A expectativa é que os recursos obtidos com a transação sejam direcionados para atividades consideradas mais rentáveis, fortalecendo áreas tradicionais da companhia.

Para acompanhar outras movimentações estratégicas do setor de energia, confira também conteúdos relacionados em seu portal, como análises sobre petróleo, gás natural e transição energética.

CEO acelera foco em negócios de maior retorno

A mudança de direção ganhou força após a chegada de Wael Sawan ao comando da empresa em 2023. Desde então, o executivo vem implementando medidas voltadas para redução de custos, aumento da eficiência operacional e otimização dos investimentos.

Sob sua liderança, a Shell passou a priorizar projetos capazes de gerar retorno financeiro mais rápido aos acionistas. Como consequência, diversos ativos considerados menos rentáveis passaram a ser reavaliados.

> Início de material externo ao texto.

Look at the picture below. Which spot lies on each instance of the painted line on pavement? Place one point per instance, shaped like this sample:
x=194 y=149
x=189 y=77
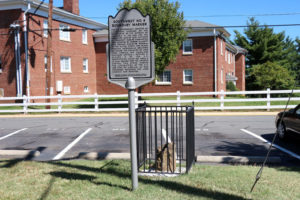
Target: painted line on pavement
x=274 y=145
x=11 y=134
x=65 y=150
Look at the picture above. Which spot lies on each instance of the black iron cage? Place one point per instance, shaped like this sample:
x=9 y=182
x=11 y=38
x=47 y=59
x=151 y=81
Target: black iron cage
x=165 y=139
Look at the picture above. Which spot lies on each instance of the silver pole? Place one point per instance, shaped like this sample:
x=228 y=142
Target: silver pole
x=130 y=85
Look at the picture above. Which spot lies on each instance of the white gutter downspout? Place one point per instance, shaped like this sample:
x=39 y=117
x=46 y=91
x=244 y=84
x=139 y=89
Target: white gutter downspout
x=26 y=50
x=215 y=59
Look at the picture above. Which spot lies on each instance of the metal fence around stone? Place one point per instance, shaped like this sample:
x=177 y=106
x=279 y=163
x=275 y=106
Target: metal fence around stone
x=165 y=139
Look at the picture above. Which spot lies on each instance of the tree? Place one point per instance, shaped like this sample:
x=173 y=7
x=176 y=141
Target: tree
x=271 y=75
x=264 y=46
x=167 y=28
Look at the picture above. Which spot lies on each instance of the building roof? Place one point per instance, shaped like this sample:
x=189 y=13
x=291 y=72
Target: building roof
x=240 y=49
x=40 y=8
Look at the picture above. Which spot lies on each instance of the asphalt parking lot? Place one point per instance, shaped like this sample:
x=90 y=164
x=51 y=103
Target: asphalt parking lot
x=67 y=137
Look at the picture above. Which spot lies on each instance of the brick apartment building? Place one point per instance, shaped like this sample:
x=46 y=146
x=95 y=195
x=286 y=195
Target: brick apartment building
x=78 y=65
x=73 y=62
x=205 y=63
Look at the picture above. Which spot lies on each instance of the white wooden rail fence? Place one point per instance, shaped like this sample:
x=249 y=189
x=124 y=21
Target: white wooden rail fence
x=58 y=103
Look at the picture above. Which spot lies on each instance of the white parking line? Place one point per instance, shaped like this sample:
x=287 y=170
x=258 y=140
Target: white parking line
x=274 y=145
x=62 y=153
x=11 y=134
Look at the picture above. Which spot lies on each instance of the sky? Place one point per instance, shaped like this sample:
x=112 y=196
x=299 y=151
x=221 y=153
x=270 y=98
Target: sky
x=215 y=12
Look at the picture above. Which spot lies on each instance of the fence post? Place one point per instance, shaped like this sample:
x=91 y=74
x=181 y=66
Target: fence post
x=178 y=98
x=136 y=97
x=59 y=101
x=96 y=102
x=25 y=104
x=268 y=99
x=222 y=100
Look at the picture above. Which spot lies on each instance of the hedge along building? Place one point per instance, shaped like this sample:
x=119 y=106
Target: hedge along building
x=73 y=63
x=205 y=62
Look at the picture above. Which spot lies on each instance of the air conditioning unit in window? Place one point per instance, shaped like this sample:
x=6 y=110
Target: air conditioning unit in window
x=59 y=86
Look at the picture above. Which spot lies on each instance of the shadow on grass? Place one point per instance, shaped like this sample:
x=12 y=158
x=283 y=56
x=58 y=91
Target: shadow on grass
x=13 y=162
x=47 y=191
x=261 y=149
x=115 y=170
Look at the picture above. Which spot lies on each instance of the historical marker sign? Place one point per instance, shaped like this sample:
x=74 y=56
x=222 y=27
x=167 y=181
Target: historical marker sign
x=130 y=50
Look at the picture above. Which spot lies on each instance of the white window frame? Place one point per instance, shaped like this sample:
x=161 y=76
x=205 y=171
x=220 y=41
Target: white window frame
x=84 y=36
x=46 y=63
x=183 y=47
x=164 y=82
x=64 y=35
x=63 y=68
x=222 y=81
x=67 y=89
x=184 y=76
x=86 y=89
x=45 y=27
x=0 y=63
x=85 y=63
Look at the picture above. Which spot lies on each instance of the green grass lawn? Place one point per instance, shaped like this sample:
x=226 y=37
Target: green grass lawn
x=82 y=179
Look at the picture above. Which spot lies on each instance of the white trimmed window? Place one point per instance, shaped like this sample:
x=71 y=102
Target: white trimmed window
x=222 y=75
x=45 y=27
x=0 y=64
x=64 y=35
x=187 y=46
x=85 y=65
x=188 y=76
x=84 y=36
x=164 y=78
x=86 y=89
x=46 y=63
x=67 y=90
x=65 y=64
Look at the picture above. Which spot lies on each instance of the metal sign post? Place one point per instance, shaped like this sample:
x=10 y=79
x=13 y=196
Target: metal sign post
x=130 y=64
x=132 y=130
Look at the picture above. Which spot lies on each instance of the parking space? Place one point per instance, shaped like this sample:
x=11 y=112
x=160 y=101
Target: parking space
x=63 y=138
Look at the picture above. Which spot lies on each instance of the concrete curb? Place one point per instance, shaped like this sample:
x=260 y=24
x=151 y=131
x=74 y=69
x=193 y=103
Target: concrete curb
x=197 y=113
x=126 y=156
x=20 y=153
x=237 y=159
x=200 y=159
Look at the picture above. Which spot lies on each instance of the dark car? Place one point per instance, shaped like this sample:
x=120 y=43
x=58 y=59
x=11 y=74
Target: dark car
x=290 y=122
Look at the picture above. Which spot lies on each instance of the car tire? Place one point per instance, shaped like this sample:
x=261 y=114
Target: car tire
x=281 y=130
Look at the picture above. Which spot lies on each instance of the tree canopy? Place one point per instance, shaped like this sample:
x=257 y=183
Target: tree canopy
x=167 y=28
x=270 y=59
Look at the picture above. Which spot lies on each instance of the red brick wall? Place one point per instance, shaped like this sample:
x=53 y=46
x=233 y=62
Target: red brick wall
x=72 y=6
x=240 y=71
x=103 y=86
x=201 y=62
x=8 y=75
x=73 y=49
x=224 y=65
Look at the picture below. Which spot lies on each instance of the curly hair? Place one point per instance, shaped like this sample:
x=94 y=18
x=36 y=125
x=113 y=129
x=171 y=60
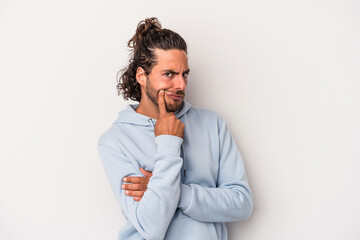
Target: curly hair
x=148 y=36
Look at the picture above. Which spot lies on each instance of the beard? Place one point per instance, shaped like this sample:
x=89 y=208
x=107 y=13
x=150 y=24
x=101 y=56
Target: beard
x=153 y=95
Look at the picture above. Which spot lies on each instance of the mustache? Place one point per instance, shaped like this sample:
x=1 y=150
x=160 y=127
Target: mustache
x=179 y=93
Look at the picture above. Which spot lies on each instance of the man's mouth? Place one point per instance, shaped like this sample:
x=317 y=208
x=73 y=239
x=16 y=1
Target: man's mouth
x=174 y=96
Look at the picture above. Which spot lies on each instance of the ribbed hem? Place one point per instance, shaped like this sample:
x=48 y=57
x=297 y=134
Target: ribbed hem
x=185 y=196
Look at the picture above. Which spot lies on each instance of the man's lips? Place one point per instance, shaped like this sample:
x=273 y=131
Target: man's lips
x=175 y=96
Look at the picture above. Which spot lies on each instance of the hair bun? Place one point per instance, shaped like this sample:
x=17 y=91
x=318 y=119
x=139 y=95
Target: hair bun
x=142 y=27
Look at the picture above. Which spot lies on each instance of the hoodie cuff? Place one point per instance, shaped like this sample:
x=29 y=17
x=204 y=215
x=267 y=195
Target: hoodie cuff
x=168 y=144
x=185 y=196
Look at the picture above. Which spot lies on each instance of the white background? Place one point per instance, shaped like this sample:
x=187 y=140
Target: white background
x=284 y=74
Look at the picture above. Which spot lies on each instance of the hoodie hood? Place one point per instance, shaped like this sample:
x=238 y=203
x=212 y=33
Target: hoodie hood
x=130 y=116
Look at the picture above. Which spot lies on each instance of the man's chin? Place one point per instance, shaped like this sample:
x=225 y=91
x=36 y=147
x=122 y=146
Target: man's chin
x=173 y=107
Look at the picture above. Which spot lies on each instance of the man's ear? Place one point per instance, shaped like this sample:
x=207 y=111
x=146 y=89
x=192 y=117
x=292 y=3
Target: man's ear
x=141 y=76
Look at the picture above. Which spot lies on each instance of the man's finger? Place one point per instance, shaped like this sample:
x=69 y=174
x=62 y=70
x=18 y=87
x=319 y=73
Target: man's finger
x=143 y=180
x=134 y=187
x=134 y=193
x=146 y=173
x=161 y=103
x=137 y=198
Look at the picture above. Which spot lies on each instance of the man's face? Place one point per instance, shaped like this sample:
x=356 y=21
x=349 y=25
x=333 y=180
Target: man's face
x=170 y=73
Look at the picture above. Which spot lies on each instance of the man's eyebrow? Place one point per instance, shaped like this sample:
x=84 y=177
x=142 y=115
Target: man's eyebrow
x=171 y=71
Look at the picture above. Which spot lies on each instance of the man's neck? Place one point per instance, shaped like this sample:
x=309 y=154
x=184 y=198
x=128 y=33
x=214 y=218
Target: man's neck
x=148 y=108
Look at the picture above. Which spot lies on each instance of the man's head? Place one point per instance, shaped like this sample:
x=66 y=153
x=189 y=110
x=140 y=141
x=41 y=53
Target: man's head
x=158 y=61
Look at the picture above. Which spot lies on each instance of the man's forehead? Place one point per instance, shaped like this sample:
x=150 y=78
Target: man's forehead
x=172 y=58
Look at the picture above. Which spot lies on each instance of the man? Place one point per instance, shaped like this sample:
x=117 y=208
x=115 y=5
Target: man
x=175 y=169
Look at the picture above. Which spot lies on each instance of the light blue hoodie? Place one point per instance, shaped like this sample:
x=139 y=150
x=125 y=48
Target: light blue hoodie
x=198 y=182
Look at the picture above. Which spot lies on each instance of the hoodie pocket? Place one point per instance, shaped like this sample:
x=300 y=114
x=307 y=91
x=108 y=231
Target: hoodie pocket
x=212 y=231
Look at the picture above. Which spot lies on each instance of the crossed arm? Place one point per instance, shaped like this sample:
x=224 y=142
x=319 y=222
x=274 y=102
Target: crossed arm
x=230 y=201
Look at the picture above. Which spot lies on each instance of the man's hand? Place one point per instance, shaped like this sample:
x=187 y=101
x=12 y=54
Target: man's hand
x=167 y=124
x=137 y=185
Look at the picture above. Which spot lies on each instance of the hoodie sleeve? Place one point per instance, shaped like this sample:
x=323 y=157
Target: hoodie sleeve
x=152 y=215
x=231 y=200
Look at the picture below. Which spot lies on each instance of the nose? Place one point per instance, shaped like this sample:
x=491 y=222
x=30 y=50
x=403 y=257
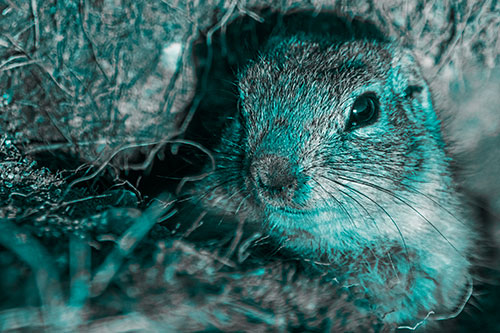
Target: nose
x=274 y=177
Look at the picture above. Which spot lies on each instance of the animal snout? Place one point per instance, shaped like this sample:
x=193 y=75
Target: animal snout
x=274 y=177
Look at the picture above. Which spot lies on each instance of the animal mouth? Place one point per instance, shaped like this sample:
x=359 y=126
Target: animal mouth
x=284 y=210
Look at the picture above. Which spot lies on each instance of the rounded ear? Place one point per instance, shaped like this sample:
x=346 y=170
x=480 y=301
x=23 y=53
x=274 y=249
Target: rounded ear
x=409 y=84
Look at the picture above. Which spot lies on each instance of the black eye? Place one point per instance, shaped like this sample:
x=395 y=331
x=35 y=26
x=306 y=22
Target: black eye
x=364 y=111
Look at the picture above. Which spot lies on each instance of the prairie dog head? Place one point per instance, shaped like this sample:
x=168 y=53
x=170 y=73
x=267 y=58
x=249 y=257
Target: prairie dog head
x=337 y=151
x=341 y=143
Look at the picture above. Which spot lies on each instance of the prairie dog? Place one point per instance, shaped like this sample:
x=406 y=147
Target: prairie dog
x=337 y=153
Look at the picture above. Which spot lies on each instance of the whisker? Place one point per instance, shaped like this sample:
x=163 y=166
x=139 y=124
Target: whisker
x=354 y=180
x=377 y=204
x=409 y=186
x=338 y=202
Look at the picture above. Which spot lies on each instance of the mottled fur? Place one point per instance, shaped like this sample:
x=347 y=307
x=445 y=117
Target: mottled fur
x=378 y=203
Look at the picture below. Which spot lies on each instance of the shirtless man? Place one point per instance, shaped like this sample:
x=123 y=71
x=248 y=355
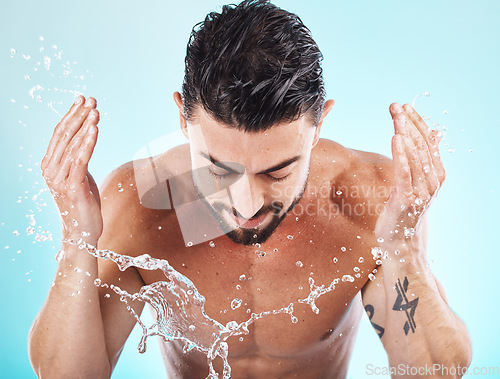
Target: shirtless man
x=252 y=109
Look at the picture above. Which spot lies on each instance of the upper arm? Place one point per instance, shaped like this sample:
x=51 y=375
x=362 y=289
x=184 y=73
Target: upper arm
x=118 y=215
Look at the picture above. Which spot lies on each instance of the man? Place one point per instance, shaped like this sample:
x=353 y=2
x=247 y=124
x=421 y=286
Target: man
x=287 y=209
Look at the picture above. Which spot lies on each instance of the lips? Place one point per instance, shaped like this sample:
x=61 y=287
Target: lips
x=253 y=222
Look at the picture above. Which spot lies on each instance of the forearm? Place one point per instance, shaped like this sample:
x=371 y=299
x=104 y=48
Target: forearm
x=421 y=329
x=67 y=337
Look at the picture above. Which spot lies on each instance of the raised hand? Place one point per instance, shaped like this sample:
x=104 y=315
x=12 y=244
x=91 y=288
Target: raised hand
x=418 y=175
x=65 y=170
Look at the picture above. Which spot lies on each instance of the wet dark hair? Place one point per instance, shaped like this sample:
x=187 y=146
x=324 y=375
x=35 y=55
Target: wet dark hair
x=252 y=66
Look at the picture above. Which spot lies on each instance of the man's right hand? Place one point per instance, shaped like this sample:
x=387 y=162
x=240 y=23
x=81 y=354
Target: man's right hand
x=65 y=170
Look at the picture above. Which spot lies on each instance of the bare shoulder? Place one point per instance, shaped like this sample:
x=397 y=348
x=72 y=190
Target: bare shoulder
x=359 y=178
x=135 y=197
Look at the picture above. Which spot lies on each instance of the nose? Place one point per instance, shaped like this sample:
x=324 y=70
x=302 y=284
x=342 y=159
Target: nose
x=247 y=195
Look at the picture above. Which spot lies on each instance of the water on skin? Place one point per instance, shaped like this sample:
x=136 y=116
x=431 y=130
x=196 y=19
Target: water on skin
x=180 y=309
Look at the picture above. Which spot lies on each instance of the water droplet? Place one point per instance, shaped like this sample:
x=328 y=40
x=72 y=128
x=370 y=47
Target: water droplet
x=409 y=232
x=46 y=62
x=347 y=278
x=235 y=304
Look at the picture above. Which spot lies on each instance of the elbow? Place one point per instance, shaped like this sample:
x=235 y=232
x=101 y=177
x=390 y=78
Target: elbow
x=51 y=363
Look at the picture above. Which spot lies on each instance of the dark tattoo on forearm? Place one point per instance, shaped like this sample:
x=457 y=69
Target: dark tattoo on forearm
x=402 y=304
x=370 y=311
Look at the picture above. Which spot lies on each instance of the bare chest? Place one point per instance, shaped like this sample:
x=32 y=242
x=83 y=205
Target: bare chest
x=318 y=266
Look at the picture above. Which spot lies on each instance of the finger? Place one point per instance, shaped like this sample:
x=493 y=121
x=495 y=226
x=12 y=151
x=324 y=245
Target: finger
x=65 y=133
x=73 y=148
x=401 y=167
x=432 y=140
x=424 y=155
x=416 y=171
x=54 y=139
x=78 y=171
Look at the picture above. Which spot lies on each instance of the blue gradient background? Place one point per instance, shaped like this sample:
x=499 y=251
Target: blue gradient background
x=132 y=56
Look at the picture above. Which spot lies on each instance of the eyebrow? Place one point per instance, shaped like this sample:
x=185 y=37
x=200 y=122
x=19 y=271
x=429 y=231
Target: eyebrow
x=277 y=167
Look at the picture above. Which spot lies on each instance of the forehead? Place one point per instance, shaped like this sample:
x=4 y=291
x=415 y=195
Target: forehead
x=229 y=144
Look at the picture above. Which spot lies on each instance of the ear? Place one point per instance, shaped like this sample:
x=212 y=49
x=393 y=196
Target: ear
x=178 y=102
x=326 y=109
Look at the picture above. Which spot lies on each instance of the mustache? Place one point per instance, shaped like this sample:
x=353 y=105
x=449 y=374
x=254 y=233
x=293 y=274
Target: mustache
x=275 y=207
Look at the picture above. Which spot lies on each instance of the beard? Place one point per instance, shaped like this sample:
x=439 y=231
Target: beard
x=244 y=236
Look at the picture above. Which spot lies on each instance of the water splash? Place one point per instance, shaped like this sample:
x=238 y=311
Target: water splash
x=180 y=309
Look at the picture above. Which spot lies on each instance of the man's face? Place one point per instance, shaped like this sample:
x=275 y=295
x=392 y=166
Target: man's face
x=257 y=177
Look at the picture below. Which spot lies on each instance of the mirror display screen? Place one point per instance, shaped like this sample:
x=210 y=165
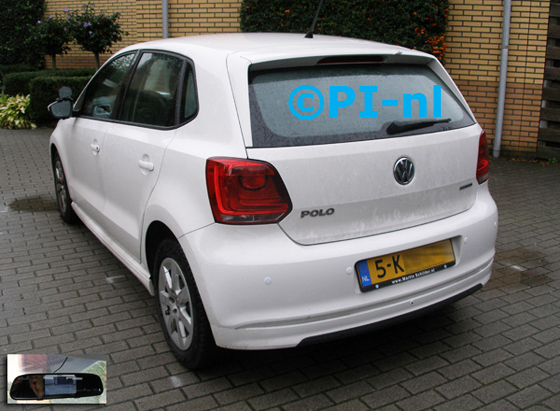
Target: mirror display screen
x=60 y=385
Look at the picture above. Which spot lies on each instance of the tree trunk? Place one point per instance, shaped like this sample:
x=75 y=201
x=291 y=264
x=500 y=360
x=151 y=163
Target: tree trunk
x=96 y=60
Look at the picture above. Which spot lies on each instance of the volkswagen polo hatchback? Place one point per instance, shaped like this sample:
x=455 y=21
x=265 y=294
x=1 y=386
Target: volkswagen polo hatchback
x=273 y=190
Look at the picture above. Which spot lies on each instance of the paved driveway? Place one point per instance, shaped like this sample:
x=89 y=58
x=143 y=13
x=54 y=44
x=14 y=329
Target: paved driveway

Nesse contexto, a venda de parques eólicos offshore surge como uma consequência natural da nova estratégia corporativa. A empresa busca simplificar sua estrutura de negócios e concentrar recursos em segmentos nos quais possui maior experiência e capacidade de geração de caixa.

Analistas do mercado observam que a decisão acompanha uma tendência crescente entre algumas grandes petroleiras, que passaram a rever seus planos mais ambiciosos relacionados à expansão das energias renováveis.

Série de desinvestimentos em energia renovável

A possível negociação dos parques eólicos offshore não é um caso isolado. Nos últimos meses, a Shell também avançou na venda de outros ativos ligados à geração de energia limpa.

Entre eles está sua unidade europeia de energias renováveis onshore. Além disso, a companhia busca alternativas para a Sprng Energy, empresa indiana adquirida em 2022 por aproximadamente US$ 1,55 bilhão.

Outro movimento relevante ocorreu quando a empresa decidiu interromper projetos de desenvolvimento de parques eólicos offshore na Escócia. A decisão foi interpretada pelo mercado como um sinal claro de mudança nas prioridades da companhia.

Caso todas essas operações sejam concluídas, a participação da Shell no segmento de energias renováveis poderá ser significativamente reduzida em comparação com os planos apresentados alguns anos atrás.

Mudança de visão sobre a transição energética

A estratégia atual contrasta com os objetivos divulgados anteriormente pela companhia. Em determinado momento, executivos da empresa chegaram a defender a meta de transformar a Shell em uma das maiores produtoras de eletricidade do mundo.

Naquela época, a expansão das fontes renováveis era vista como um dos pilares para o crescimento de longo prazo. Os investimentos em energia eólica, solar e infraestrutura elétrica faziam parte dessa visão.

Contudo, o cenário mudou com a revisão das prioridades corporativas. A empresa passou a dar maior peso à rentabilidade dos projetos e ao retorno financeiro imediato, especialmente diante das exigências dos investidores.

A venda de parques eólicos offshore simboliza essa nova fase. Embora a transição energética continue sendo um tema relevante para a indústria global, a Shell demonstra preferência por avançar de forma mais cautelosa no segmento de energia limpa.